The restoration of schools that are rendered unusable (by fires or otherwise) is not a matter that is ventilated in the public space every day, though when one comes to think about it – and given the various other pre-existing deficiencies in our education system – there is every reason to expedite the restoration of the affected schools since the burden which the ‘doubling up’ option imposes upon the schools, both the incumbents and the displaced children, can and does, eventually, sooner or later, become onerous.

One might have thought that if it had been felt that providing reassurance regarding the expeditious restoration of St. George’s High School almost two months after it was completely destroyed by fire was the thing to do, then the authorities would have, by now and at the very least, sought to completely remove the unsightly rubble left by the fire. This, even if, as we understand it, there are uncertainties surrounding whether or not a new school will be built on the present site.

 No information in this regard has been forthcoming. Setting aside the dispersal of the affected children to schools elsewhere, including in Region Three (here one imagines that questions of transportation costs for the parents arise) there are other issues that are going to have to be addressed including those that have to do with aspects of the sustainability of the prevailing makeshift arrangements.

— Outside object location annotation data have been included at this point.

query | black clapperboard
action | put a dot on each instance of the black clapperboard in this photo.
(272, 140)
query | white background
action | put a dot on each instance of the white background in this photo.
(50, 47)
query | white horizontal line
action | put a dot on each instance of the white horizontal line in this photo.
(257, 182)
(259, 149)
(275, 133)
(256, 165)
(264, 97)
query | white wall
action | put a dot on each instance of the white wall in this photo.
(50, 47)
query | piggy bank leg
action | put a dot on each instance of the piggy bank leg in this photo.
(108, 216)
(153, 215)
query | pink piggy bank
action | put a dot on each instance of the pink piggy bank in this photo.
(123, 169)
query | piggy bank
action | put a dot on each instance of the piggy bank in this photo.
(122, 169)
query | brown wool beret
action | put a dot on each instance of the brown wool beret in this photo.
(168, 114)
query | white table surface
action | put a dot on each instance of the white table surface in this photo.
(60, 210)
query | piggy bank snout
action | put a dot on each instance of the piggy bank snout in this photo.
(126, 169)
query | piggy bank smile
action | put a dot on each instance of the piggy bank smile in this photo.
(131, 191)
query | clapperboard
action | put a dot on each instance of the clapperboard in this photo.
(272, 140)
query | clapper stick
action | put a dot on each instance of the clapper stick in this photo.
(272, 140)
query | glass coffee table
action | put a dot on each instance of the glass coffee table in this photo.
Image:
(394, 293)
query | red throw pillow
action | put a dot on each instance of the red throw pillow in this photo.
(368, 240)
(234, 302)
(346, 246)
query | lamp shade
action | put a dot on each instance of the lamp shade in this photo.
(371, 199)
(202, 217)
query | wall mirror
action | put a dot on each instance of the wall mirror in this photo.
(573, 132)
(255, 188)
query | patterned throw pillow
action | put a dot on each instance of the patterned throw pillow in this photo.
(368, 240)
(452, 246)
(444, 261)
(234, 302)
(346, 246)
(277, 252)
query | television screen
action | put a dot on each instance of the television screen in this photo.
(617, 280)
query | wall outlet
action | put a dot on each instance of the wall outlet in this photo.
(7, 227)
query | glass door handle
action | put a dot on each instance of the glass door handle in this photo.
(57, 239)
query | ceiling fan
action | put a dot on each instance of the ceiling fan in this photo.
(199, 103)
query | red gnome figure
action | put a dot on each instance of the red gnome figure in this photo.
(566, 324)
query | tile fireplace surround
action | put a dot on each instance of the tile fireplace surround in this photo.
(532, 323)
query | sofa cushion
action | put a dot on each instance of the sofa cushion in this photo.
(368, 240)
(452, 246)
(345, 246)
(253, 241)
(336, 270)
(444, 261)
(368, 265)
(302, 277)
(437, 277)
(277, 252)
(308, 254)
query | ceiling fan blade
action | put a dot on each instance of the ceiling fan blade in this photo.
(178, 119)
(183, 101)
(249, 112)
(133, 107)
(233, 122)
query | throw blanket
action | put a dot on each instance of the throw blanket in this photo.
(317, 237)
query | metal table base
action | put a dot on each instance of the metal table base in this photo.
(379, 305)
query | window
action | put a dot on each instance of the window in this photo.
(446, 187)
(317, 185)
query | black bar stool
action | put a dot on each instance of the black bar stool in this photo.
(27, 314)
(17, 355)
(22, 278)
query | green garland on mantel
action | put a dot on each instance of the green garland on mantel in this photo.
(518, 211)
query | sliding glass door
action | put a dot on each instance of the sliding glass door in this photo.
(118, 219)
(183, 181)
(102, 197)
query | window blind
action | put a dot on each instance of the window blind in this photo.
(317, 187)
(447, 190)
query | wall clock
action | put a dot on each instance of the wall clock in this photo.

 As an aside, the proffering of the reason of electrical faults for fires that recently levelled two large urban state-run schools, creating significant dislocation in our education delivery system within a period of less than a year, raises the questions (and these are by no means new questions) regarding the far less than warranted attention that government, over the years, has paid to the maintenance of ‘good infrastructural order’ at state schools. Truth be told, the evidence that obtains at some state-run schools suggest that there is a considerable lack of official mindfulness in matters pertaining to things like the safety and reliability of electrical systems and some of the other wider infrastructural considerations that attend the security of those schools. Contextually, it may well be that in the instances of both the North Ruimveldt and St. George’s Secondary schools, the conflagrations might have been avoidable.

Insofar as the affected schools are concerned the question also arises as to whether the makeshift arrangements put in place when emergencies like fires occur are not allowed to persist for far too long, providing comfort zones that distract from the importance of tackling substantive remedial efforts with the requisite alacrity. In the instance of the North Ruimveldt Multilateral School it has already been a year…and counting.

In the instance of St. George’s the seeming official indifference to the removal of the unsightly rubble left in the wake of the fire that destroyed the school almost two months ago is far from reassuring. If anything, what it does is to dampen hopes that there are plans to rebuild the school in a hurry, if at all.

One might argue, from a mathematical standpoint, that while the addition of a few dozens of displaced St. George’s children to classes in temporary ‘host schools’ ought not to make a huge logistical difference, those directly responsible for the education delivery regime in that altered environment can contend with considerable justification that ‘randomly’ (perhaps even arbitrarily) fitting in handfuls of displaced St. George’s children into different schools does not, by any stretch of the imagination, contribute to what one might call a convivial learning environment.